While our results show a gut-protective effect with OA treatment, it is imperative to note that some other studies have indicated the development of a detrimental effect upon OA treatment that may seem to contradict our results.^73,74 While such studies have indicated hepatic toxicity with OA at higher doses, our central purpose of using OA was to serve as a TGR5 receptor agonist and not to change the innate bile acid pool. Thus, our chosen OA dose is several folds lower than the minimum toxic dose reported in the earlier studies.

We noted an improvement in PN-induced gut atrophy, evidenced by higher V/C ratio upon OA treatment at 50 mg/kg/d. While we did not find a statistically significant improvement in serum bilirubin in the OA group, there appeared to be a trend toward a lower bilirubin level with OA treatment. We compared FXR expression among the various groups and did not find its upregulation, nor was there any significant elevation in FGF19 with OA treatment. Thus, these hepatic responses are unlikely mediated through modulation of the FXR-FGF19 axis.

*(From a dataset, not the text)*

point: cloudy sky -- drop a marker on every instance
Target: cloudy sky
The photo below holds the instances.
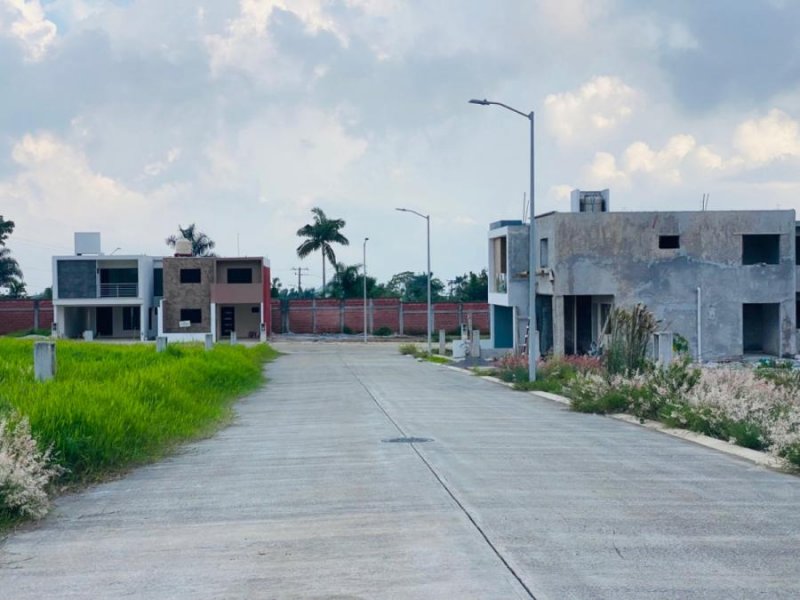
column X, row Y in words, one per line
column 129, row 117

We did note a significant upregulation of hepatic BSEP, which is the major regulator of bile acid efflux out of hepatocytes.^75–77 Interestingly, hepatoprotection conferred at low doses of OA has been reported.^55,78 It is possible that with our enteral OA treatment, low OA doses may have been delivered to the hepatocytes via direct gut absorption. While we assayed total bile acid levels in different groups, we did not find a statistically significant difference in OA-treated animals. Although this result may be due to technical limitations or possibly to our relatively low number of animals, it may suggest that additional pathways other than the FXR-FGF19 axis are involved in bile acid–mediated hepatic improvement during PN infusion.

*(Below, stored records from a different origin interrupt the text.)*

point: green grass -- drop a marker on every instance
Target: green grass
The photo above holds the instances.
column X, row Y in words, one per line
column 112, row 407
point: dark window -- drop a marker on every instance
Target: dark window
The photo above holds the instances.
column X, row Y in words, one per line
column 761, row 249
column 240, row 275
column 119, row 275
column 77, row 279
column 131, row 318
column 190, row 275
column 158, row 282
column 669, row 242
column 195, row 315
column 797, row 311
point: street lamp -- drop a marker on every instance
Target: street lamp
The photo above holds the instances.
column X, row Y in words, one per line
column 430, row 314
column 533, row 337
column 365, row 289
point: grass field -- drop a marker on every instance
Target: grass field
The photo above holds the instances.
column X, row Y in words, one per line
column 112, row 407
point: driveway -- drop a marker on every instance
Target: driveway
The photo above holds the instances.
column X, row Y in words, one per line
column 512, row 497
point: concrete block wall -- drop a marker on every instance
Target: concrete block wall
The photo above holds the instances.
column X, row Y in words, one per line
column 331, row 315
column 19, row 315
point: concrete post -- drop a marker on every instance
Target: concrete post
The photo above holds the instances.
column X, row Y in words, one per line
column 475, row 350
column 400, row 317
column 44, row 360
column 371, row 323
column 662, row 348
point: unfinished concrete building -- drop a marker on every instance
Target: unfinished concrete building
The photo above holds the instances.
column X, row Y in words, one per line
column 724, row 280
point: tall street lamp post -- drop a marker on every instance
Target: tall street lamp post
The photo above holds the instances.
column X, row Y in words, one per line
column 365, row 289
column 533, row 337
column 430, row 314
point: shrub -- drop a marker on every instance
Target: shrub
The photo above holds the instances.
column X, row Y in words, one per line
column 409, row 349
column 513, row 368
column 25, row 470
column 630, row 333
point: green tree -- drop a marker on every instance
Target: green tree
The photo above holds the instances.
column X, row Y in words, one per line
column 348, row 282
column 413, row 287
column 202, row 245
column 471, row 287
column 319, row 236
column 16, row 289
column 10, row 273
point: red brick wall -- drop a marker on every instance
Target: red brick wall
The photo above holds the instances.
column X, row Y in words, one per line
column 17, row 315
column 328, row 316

Additionally, we were intrigued by a lack of transaminase elevation in PN-treated animals. In fact, no statistically significant differences in alanine aminotransferase were noted among any group. This result, however, is consistent with our previously published literature and likely due to shorter duration of PN therapy.⁶ Evaluating PN-associated changes upon longer duration of PN therapy is worthwhile and may be possible by using our recently published ambulatory PN infusion model.²⁷

Conclusion

This study presents data indicating that OA treatment helps to prevent PN-associated injury. There is upregulation of gut TGR5 as well as modulation of key bile acid homeostatic transporters and regulators influencing cholestasis in the liver, possibly via a pathway distinct from the classical bile acid–regulated FXR-FGF19 axis. We also note that microbial communities diverge with PN infusion and that a statistically significant expansion of the proinflammatory phylum Bacteroidetes and its Porphyromonadaceae family occurs in animals receiving PN, along with decreased microbial diversity. This study thus explores a potential novel relationship between gut microbiota and PN-induced injury with promising preventive effects with OA treatment. Studies to explore further mechanistic links could help advance knowledge that may ultimately prove critical in mitigating PN-associated gut and liver injury.

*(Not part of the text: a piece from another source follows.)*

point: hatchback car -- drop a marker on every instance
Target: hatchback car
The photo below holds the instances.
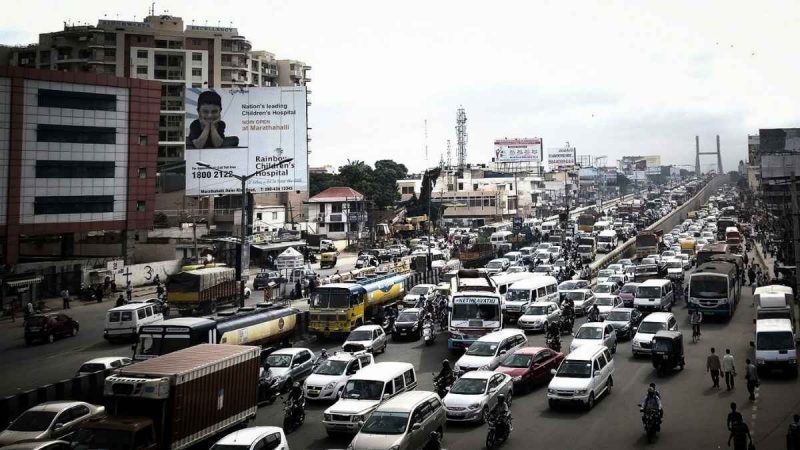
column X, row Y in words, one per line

Clinical Relevancy Statement.

Parenteral nutrition (PN) remains a lifesaving therapy where essential nutrients are delivered via intravenous access. This therapy bypasses the gut in patients unable to tolerate enteral nutrition, but it results in significant complications. Our study, in a clinically relevant pig model, illustrates a novel mechanism of preventing PN-associated injury with enteral bile acid treatment modulating the gut microbiota and key hepatobiliary receptors and transporters. Thus, strategies targeting the gut-liver crosstalk may hold significant potential in preventing complication resulting from PN therapy.